Publisher: Booklocker.com, Inc.

ISBN: 1-59113-734-9

Genre: Young Adult


The following review was contributed by: Jennifer Brown : Click Here To View Jennifer Brown's Reviews


Who ever said cats don’t care about their owners? Houdini, a Flamepoint Siamese kitten who was abandoned by some college students in an on-campus apartment, is all about his owner. Jill, a kind hearted little girl with a fondness for cats, takes in Houdini and gives him the best love and care he’d ever known!

Houdini is happy as a fat cat, living a life of adventure with Jill’s other cats. But Houdini’s adventuresome spirit takes him too far one day and he finds himself far, far away from his beloved Jill. When tragedy strikes poor Houdini, his luck turns around. He meets a kind artist who cares for him and loves him as her own. But will Houdini ever love her the way he loved Jill?
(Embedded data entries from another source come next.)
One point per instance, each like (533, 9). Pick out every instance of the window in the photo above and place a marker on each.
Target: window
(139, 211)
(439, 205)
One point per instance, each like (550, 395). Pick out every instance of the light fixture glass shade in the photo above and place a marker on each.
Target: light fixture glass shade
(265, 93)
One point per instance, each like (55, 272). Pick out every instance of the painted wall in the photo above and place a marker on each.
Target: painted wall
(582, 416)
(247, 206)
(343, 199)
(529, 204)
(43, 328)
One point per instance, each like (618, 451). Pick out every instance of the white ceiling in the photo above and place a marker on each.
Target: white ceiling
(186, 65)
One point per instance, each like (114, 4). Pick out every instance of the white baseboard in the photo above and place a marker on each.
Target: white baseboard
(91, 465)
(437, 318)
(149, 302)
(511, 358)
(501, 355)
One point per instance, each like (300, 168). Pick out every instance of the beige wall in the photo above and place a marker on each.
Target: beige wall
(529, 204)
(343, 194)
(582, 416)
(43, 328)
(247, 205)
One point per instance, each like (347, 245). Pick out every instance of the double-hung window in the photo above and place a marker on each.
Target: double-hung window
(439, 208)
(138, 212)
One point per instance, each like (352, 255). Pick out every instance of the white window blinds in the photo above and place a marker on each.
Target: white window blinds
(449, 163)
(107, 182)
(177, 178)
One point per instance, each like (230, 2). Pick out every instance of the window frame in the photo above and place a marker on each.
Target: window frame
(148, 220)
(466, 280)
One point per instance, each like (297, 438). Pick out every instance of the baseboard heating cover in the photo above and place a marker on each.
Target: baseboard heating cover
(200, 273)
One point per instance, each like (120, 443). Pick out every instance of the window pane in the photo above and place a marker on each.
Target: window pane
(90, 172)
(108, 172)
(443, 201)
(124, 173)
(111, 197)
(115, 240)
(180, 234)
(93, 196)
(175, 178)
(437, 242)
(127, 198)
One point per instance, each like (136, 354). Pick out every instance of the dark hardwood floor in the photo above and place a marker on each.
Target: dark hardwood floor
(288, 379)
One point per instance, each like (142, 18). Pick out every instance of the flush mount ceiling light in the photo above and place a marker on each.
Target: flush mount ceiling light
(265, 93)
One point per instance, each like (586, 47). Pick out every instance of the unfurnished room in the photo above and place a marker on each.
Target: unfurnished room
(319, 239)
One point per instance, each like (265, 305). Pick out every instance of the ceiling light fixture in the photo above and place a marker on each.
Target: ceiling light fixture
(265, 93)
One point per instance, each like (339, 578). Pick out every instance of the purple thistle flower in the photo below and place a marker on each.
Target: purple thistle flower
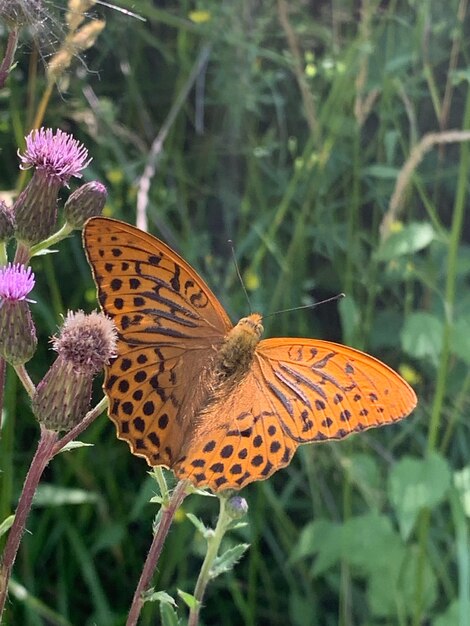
(55, 158)
(16, 281)
(17, 332)
(58, 155)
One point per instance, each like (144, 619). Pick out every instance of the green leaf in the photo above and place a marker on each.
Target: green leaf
(50, 495)
(462, 483)
(421, 337)
(73, 445)
(410, 239)
(188, 599)
(6, 524)
(168, 615)
(226, 561)
(415, 484)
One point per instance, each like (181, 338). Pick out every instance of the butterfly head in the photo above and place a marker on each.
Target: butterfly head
(251, 327)
(237, 352)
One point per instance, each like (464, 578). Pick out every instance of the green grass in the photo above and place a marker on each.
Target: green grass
(372, 530)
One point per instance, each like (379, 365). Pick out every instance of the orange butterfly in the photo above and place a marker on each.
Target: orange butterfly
(210, 400)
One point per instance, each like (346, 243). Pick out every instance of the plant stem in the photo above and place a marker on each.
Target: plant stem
(213, 544)
(41, 458)
(168, 513)
(62, 233)
(2, 389)
(7, 62)
(442, 373)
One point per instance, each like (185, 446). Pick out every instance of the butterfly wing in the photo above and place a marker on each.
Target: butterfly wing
(297, 391)
(170, 326)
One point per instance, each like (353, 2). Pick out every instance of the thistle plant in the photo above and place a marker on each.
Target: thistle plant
(61, 400)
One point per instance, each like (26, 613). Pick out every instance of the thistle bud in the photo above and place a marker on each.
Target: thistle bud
(86, 343)
(55, 158)
(7, 222)
(17, 333)
(87, 201)
(237, 507)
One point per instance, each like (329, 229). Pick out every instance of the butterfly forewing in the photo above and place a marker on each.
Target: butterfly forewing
(170, 326)
(323, 390)
(297, 391)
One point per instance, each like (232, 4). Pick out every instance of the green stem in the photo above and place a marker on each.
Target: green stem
(167, 515)
(3, 253)
(214, 539)
(62, 233)
(25, 379)
(38, 464)
(442, 372)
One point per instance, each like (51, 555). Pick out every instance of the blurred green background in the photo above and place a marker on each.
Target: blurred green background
(286, 125)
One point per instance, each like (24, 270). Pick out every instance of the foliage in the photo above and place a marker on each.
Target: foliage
(290, 142)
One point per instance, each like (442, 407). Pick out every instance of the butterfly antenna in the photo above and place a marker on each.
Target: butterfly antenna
(308, 306)
(234, 258)
(121, 10)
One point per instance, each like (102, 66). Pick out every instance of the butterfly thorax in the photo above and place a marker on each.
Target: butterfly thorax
(236, 354)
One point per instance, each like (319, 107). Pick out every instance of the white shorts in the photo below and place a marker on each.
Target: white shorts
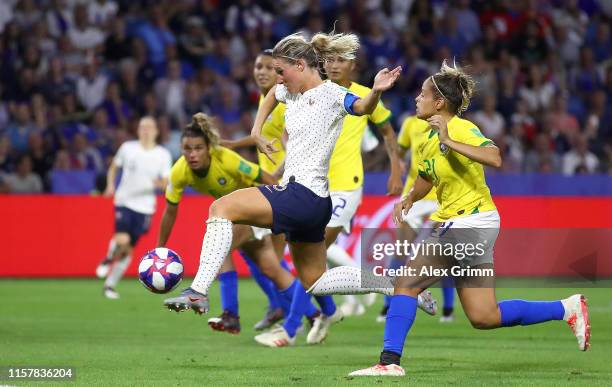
(259, 233)
(344, 206)
(418, 212)
(477, 229)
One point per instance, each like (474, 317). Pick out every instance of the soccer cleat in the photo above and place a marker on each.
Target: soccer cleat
(110, 293)
(577, 317)
(352, 309)
(188, 299)
(271, 318)
(103, 268)
(227, 322)
(382, 316)
(380, 370)
(276, 337)
(427, 303)
(321, 325)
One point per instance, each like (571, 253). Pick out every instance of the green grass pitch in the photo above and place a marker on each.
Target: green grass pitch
(134, 341)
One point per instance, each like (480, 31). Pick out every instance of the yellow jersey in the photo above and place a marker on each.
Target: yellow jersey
(346, 167)
(413, 133)
(273, 129)
(460, 182)
(226, 173)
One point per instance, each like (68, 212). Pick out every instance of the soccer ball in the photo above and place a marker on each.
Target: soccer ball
(160, 270)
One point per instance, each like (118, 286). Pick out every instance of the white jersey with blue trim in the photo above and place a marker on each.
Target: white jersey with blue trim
(313, 121)
(140, 168)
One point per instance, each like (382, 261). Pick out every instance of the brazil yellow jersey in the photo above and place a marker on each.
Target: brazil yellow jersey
(460, 182)
(273, 129)
(227, 172)
(413, 133)
(345, 166)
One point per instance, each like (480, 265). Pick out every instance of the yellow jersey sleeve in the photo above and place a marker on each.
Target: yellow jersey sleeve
(460, 182)
(177, 181)
(471, 135)
(413, 134)
(273, 129)
(403, 138)
(243, 170)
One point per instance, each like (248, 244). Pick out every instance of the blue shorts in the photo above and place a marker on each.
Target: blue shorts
(298, 212)
(131, 222)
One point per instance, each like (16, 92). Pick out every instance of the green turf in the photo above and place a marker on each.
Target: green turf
(134, 341)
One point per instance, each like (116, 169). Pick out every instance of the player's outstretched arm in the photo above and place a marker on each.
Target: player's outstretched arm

HOUDINI, by T.J. Banks, is a young adult novel for cat lovers. It is no doubt that Banks is an extreme cat lover herself, a fact that is apparent in her painstaking descriptions of the moods, motions, and idiosyncrasies of the cats in her book. This careful attention to detail will delight cat lovers who will find Banks’ cats doing all of the endearing things their own cats do.
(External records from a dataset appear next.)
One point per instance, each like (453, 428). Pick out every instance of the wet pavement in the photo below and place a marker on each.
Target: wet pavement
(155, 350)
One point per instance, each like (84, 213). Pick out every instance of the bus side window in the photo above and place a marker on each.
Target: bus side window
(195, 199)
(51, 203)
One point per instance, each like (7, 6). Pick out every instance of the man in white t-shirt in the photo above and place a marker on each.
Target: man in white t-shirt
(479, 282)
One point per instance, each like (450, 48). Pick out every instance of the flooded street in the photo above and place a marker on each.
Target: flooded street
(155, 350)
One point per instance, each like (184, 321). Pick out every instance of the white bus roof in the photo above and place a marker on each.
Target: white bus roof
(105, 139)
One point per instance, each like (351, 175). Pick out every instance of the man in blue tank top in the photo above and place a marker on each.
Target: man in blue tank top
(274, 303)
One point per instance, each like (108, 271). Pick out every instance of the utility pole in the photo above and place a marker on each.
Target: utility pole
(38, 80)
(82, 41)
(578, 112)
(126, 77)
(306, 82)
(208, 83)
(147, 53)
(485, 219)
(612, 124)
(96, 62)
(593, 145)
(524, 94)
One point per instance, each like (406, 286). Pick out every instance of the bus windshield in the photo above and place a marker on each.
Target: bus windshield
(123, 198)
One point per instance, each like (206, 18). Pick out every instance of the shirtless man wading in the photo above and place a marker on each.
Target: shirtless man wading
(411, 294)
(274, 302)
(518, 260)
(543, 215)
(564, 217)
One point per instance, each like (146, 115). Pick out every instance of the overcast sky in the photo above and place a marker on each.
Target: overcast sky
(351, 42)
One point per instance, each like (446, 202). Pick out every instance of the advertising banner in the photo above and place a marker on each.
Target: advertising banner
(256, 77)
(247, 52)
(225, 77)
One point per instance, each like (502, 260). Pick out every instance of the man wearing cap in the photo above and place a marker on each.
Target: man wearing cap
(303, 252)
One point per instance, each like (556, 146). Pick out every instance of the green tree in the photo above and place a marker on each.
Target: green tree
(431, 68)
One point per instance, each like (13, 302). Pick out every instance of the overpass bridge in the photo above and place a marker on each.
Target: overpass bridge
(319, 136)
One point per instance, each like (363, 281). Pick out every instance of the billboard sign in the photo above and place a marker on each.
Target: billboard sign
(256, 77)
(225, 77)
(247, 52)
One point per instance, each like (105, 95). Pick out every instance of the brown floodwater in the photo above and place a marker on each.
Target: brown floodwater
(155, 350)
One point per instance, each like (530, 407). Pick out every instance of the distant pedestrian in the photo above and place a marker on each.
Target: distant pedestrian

Young adult books with animals as main characters all tend to struggle with a certain balance, and unfortunately HOUDINI struggles with it as well. That is the balance between ignorance and wisdom. On the one hand, the animals (in this case Houdini and the other cats) are completely ignorant of their surroundings. They will perhaps charmingly think of things in terms of “big machines” or describe things in purely physical form. But, other times, they seem to slip into a place of wisdom, where they suddenly know the human words for everything. Take, for example, the following passage:

“Houdini settled back down among the tumbled bedclothes, trying to make himself very small and failing completely. He was sure she would take him out to the tool shed to join the other cats as soon as she’d gotten funny human-skins on; so it puzzled him when she simply straightened out the bed as best she could without disturbing him and left” (pp. 131-132).
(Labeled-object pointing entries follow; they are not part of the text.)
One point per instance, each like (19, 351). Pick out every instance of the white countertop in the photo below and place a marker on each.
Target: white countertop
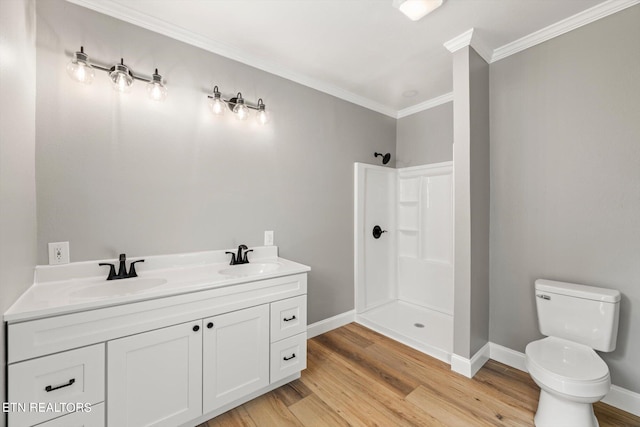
(83, 286)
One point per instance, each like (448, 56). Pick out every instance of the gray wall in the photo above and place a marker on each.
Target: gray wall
(122, 174)
(471, 195)
(425, 137)
(565, 179)
(17, 165)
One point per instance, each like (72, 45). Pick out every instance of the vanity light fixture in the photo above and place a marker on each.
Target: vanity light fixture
(82, 70)
(156, 88)
(238, 106)
(417, 9)
(121, 77)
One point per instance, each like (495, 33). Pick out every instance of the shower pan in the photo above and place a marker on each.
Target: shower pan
(404, 277)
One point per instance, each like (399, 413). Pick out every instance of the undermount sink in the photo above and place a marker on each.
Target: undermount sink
(250, 269)
(114, 288)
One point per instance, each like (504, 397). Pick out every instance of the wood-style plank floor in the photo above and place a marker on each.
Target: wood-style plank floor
(356, 377)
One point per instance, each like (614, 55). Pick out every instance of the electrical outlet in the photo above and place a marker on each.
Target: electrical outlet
(268, 238)
(58, 253)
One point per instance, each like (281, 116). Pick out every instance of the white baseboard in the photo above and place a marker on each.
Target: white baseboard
(334, 322)
(469, 367)
(624, 399)
(617, 397)
(509, 357)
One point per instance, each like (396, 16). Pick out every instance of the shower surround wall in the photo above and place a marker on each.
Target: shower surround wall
(404, 279)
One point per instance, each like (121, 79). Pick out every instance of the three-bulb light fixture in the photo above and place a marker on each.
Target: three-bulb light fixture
(82, 70)
(238, 106)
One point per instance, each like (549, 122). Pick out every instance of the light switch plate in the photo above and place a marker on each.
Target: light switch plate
(59, 253)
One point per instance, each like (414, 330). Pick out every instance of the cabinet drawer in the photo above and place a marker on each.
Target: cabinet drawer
(73, 376)
(288, 356)
(288, 317)
(93, 418)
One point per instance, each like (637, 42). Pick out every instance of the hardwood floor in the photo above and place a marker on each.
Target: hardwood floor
(356, 377)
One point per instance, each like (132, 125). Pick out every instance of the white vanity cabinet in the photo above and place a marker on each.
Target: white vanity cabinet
(155, 378)
(235, 356)
(172, 361)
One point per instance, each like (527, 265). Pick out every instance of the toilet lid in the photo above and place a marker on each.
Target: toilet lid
(567, 367)
(567, 359)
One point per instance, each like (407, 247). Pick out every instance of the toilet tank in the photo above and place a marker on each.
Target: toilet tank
(579, 313)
In this passage, Houdini seems both wise and ignorant. He knows what “bedclothes” are, as well as “tool shed” and “bed.” But then he slips into ignorance and calls her clothes “funny human skins.”

This is a difficult balance to strike, but is necessary when writing for young adults, whose attention is being consistently vied for by television, video games, and computers.

Overall, HOUDINI is a fast read that will surely entertain animal lovers and will absolutely thrill cat lovers. Who wouldn’t love the sweet devoted soul of Houdini and cheer for him the whole way through?